I’m not one of those perfectionist housekeepers who weekly dusts the top of the refrigerator. That’s when I would say, “Why? Nobody looks there.” Okay, every few months I remove the coupon basket, the extra potholders, and the cat treats to give it a swipe.
I thought about dust recently when I came across a scribbled note that I just couldn’t toss. Dr. Hubert Harriman, of World Gospel Mission, spoke at my church in February 2004 with an appeal to personal holiness. I jotted this quote from him: “The problem in our churches, he said, is that we just want to be dusted, not cleansed of sin.” In other words, we don’t want God moving around the furniture and showing us the neglected or dusty parts of our spiritual walks. We’d rather avoid the blazing, exposing light of His holiness.
Yet spiritual deep-cleaning is exactly how God grows us in spirit and in service.
One of those who knew and practiced that was a Scottish preacher named Robert Murray McCheyne (1813-1843). Like David Brainerd (last week’s blog) he died young, only 30, of typhus. But what a life. He taught himself the Greek alphabet at age four. At 23 he became pastor of St. Peter’s Church of Dundee , Scotland . At 24 he went to Palestine to research how to best evangelize the Jews. In his late twenties, a revival that began in his church spread through Scotland .
It was later said of him, “It is not how long you live, but how you live that counts.”

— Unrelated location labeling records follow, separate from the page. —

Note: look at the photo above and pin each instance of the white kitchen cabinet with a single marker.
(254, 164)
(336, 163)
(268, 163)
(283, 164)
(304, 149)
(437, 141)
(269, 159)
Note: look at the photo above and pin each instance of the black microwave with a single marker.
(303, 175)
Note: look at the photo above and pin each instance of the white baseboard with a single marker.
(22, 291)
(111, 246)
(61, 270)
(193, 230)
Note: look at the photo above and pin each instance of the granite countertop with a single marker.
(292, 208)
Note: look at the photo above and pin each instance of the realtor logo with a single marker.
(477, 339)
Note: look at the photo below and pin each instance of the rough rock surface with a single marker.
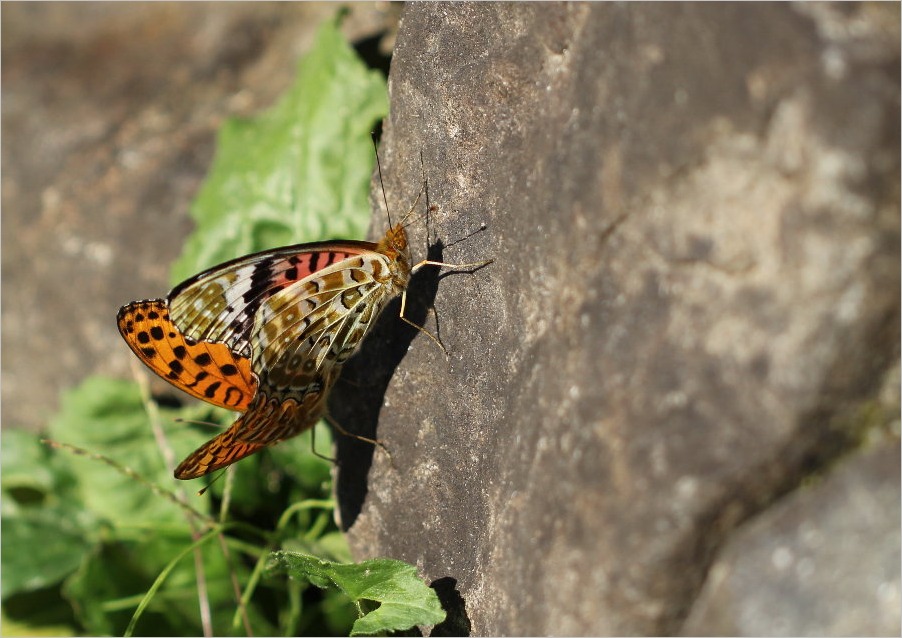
(693, 312)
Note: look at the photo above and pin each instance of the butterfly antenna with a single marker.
(381, 183)
(210, 484)
(193, 422)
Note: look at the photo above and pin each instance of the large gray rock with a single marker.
(822, 562)
(694, 212)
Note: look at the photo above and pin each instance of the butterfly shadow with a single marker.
(357, 399)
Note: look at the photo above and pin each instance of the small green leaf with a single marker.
(298, 172)
(62, 538)
(405, 600)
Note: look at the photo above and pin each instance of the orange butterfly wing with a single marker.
(208, 371)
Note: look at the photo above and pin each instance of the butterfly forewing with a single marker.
(219, 305)
(318, 323)
(208, 371)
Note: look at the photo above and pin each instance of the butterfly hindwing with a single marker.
(207, 371)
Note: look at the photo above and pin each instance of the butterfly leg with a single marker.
(313, 447)
(473, 267)
(341, 430)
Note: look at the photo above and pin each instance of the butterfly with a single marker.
(291, 316)
(213, 373)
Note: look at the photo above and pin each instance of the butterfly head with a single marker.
(395, 247)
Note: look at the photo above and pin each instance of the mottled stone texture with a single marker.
(692, 316)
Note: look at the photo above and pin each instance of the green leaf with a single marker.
(298, 172)
(107, 416)
(405, 600)
(24, 462)
(59, 533)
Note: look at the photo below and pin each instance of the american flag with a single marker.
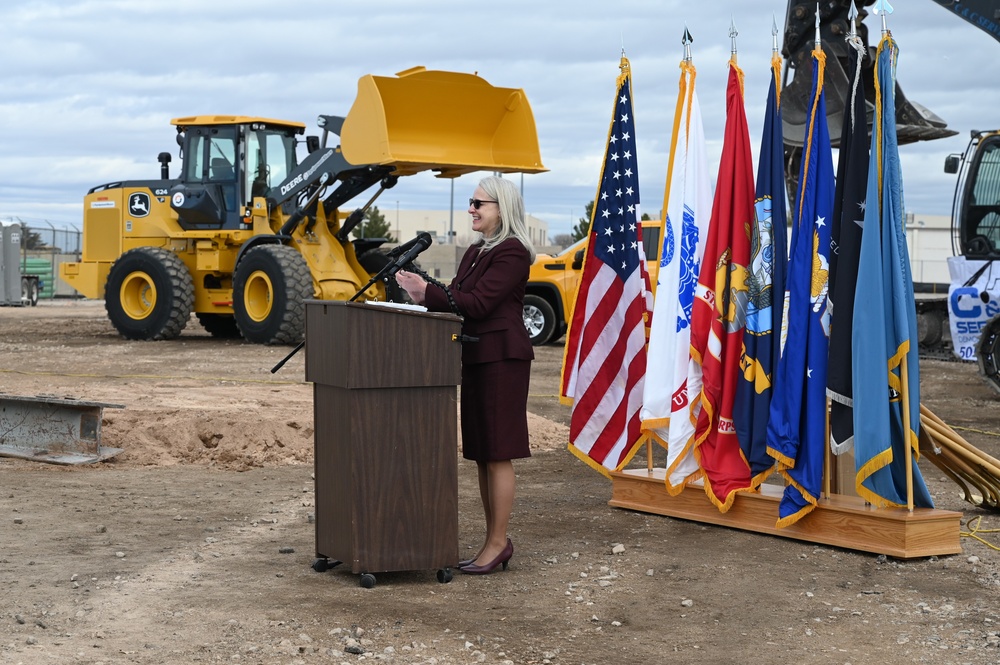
(605, 361)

The renowned English preacher Charles Spurgeon, in Lectures to My Students (Zondervan, 1962, 7-8), included this powerful quote from McCheyne: “Remember, you are God’s sword, His instrument—I trust a chosen vessel unto Him to bear His name. In great measure, according to the purity and perfection of the instrument, will be the success. It is not great talent God blesses so much as the likeness to Christ. A holy minister is an awful weapon in the hand of God.”
When God wants to use us in His kingdom, His standards are high. You don’t get away with “Why? Nobody looks there.” God sees it all: the slimy secret sins, grubby grudges, icky-apathy, and crud-crusted cravings.
Ready to deep-clean, spiritually? The best position is on your knees. It was for McCheyne, for whom the prayer closet was a refuge of fellowship, holiness, and intercession. The hidden life prepared him for his brief yet dynamic public life of serving God.